Eds note: There are two kinds of Star Wars fans in this world: The ones who appreciate the films for their campy action, swashbuckling adventures and well-worn characters; and the ones who deeply appreciate the epic, allegorical tale within the tale. While
Episode III: Revenge of the Sith is a film to more than satisfy both sorts of fans, this review may be best suited for the latter, because the author is an admitted freak about these movies.
Say what you will about George Lucas. Go ahead and say Star Wars was just a kids’ story. Say he writes bad dialogue. Say that episodes I and II were no more than marketing ventures. Then go see Episode III. Only then does a filmgoer truly realize Lucas, over three decades and six films, has created a timeless epic. A story for the ages about the simplest themes of family, duty, religion, politics and above all, mortality. Revenge of the Sith
does so much more than simply tie the two trilogies together; it, in a sense, plays out the theme of the whole story in such a way that it irrevocably changes how one views the other five films. Suddenly, the little tidbits of information in those movies prove themselves to be brilliant foreshadowing, adding some subtle context.
The story picks up in the thick of the war between the Republic and the Separatists. In many ways similar to modern times (Lucas’ nod to the anti-war movement, perhaps), the Senate, in its fear of buckling in time of war, has given nearly absolute power to the duplicitous Chancellor Palpatine. Meanwhile, Anakin Skywalker, now the brightest and best of the Jedi, is struggling to serve both the Republic and his secret relationship with Padme Amidala.
In these twin paths, both the Republic and Anakin are doomed to fall. After all, how stable is a power, no matter how immeasurable, if it is poured into a cause solely out of a fear of loss?

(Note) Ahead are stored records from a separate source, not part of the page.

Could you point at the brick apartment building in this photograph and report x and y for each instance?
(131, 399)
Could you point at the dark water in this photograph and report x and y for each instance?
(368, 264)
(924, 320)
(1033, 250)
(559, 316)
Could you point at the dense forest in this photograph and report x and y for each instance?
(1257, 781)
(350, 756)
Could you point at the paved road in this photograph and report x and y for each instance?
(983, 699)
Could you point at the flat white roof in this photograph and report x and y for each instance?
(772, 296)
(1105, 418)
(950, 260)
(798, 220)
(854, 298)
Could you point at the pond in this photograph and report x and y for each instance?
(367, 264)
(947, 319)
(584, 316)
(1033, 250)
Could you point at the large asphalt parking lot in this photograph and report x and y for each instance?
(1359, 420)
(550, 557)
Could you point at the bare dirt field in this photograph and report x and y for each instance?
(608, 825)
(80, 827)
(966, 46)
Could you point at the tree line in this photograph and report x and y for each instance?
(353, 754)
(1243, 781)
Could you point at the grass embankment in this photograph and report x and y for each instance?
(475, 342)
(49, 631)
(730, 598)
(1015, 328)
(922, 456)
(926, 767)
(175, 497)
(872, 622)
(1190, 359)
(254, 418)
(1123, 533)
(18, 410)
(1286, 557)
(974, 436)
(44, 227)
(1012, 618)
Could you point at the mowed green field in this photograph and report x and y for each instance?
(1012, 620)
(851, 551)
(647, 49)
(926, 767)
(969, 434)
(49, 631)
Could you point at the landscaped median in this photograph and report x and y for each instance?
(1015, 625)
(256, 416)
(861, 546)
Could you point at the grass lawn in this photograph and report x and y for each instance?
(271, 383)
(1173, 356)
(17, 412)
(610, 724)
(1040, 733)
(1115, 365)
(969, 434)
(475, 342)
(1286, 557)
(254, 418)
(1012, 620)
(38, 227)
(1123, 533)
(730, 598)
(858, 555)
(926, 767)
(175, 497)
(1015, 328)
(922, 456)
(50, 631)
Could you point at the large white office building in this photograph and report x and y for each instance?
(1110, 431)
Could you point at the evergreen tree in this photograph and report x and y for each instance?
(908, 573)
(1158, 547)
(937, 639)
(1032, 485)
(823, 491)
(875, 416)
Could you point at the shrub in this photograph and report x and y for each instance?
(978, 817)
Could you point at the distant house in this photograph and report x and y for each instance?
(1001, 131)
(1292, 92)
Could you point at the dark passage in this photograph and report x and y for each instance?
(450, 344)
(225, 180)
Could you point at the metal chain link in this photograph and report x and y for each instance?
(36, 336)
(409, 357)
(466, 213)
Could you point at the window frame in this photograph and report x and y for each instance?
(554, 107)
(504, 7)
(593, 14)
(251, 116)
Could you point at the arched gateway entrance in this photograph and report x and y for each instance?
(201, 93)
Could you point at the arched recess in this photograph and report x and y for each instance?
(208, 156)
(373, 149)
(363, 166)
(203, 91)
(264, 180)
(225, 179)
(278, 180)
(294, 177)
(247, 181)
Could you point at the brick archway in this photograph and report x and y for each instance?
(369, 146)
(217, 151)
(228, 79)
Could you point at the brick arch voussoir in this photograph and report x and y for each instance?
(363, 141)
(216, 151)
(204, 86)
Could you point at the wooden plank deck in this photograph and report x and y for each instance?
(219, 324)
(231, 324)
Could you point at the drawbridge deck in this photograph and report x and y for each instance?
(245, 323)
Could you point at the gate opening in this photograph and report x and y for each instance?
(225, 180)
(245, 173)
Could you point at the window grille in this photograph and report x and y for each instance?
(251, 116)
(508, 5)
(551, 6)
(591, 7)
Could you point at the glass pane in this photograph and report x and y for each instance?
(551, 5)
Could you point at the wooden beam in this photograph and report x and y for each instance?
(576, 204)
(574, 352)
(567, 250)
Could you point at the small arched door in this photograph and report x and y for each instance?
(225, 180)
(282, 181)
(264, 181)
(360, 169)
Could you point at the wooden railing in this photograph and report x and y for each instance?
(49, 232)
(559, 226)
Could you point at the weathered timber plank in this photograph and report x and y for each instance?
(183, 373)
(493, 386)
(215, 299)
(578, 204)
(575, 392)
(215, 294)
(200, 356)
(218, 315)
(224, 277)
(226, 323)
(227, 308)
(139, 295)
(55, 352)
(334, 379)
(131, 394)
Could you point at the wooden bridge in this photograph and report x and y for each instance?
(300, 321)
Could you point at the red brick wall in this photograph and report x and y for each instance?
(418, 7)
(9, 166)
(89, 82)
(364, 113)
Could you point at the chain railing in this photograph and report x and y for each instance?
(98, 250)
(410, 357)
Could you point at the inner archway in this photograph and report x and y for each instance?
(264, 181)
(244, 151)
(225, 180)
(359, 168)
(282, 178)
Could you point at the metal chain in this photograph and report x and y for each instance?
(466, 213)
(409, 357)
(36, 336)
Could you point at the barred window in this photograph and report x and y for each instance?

All of the grumps of the first two movies are hardly seen, or at least not as noticeable, in this final chapter. The dialogue is much better, particularly any sentence uttered by Yoda or Palpatine. The acting too, especially on the part of Hayden Christensen (as Anakin), has improved to a point where one finds it difficult to root against anyone. And, of course, the special effects, from an opening space fight scene to the final battle in the volcano, are jaw dropping (admittedly, I’m still geeking out about most of it). The movie, taken by itself in the series, just might be the best (though darkest) of the lot.
But above the quality of the movie itself, the crowning achievement of this film lies in its completion of a story that is a perfect dichotomy to the original trilogy; a chillingly circular story of a father and a son choosing two divergent paths on the same road.
Throughout the original trilogy, Anakin Skywalker is a man who seems more like myth. It’s impossible to believe that a creature as seemingly purely evil as Darth Vader could ever have been good. Then, he proves us wrong. Similarly, in the prequel trilogy, we meet a young man whose heart is so big, his mind so powerful, his future so bright, that it seems impossible to believe that he would be capable of turning into such a monster. He too, proves us wrong… only this time it is heartbreaking as a fan to see how unexpectedly young Anakin was and how pure his intentions were when he met his doom.
In the first trilogy, Luke Skywalker learned through his Jedi learning that hate is a path to the Dark Side. But on the flip side, it seems…so is love, which makes Anakin’s fall so painful for the other characters and the viewer.
It hardly seems fair that Luke had to choose between justice and revenge, whereas his father, decades before, has to find himself choosing between love and duty. Anakin’s love for Padme is rooted deeply in his psyche, going far back into his childhood, so far that he chooses to love, and possibly to lose, than to live life without it as a Jedi. Hate didn’t twist him at all, as we’ve thought all these years…love did, or rather, the fear of losing that love. Note that even as he desired more power, Anakin (as Vader) above all did not want to rule alone. He asked both his wife and son to rule the galaxy with him, but when they both refused, Vader was left to rely on Palpatine to give him the love he desperately craved.
Anyone who has seen the other five movies can feel a sense of foreboding at knowing what is to become of all of the characters, but nothing can emotionally prepare a follower of this story for the death of the Jedi Order, the fall of the Republic and the cruel fate of young Skywalker.
Ironically, that sense of inevitability is the very lesson that holds the entire series together, and makes it such a tragedy to behold. Because as inevitable as all of events of the final three chapters seem, Anakin is the only one to realize, long after it is too late, that inevitability doesn’t exist. All of it: the rise of the Empire, the deaths of the Jedi and Padme, the future that we would all see play out, hinged on a choice. The wrong choice. His choice. And that realization is what completes his fall from grace, but what also harbors the last vestiges of his great humanity (which we see play out in Return of the Jedi
As Anakin assumes the role and the suit of Darth Vader, the epic comes full circle with an overpowering sense of comfort in knowing that The Boy Who Would Be King may fall…but he doesn’t die. It may take him twenty years, but the Chosen One fulfills his destiny and someday, somehow, atones by remembering the lesson learned here…and making the right choice.
So thank you, George Lucas, for showing us humanity in the most unexpected of places and for giving American pop culture your own vision of the universe as a better place.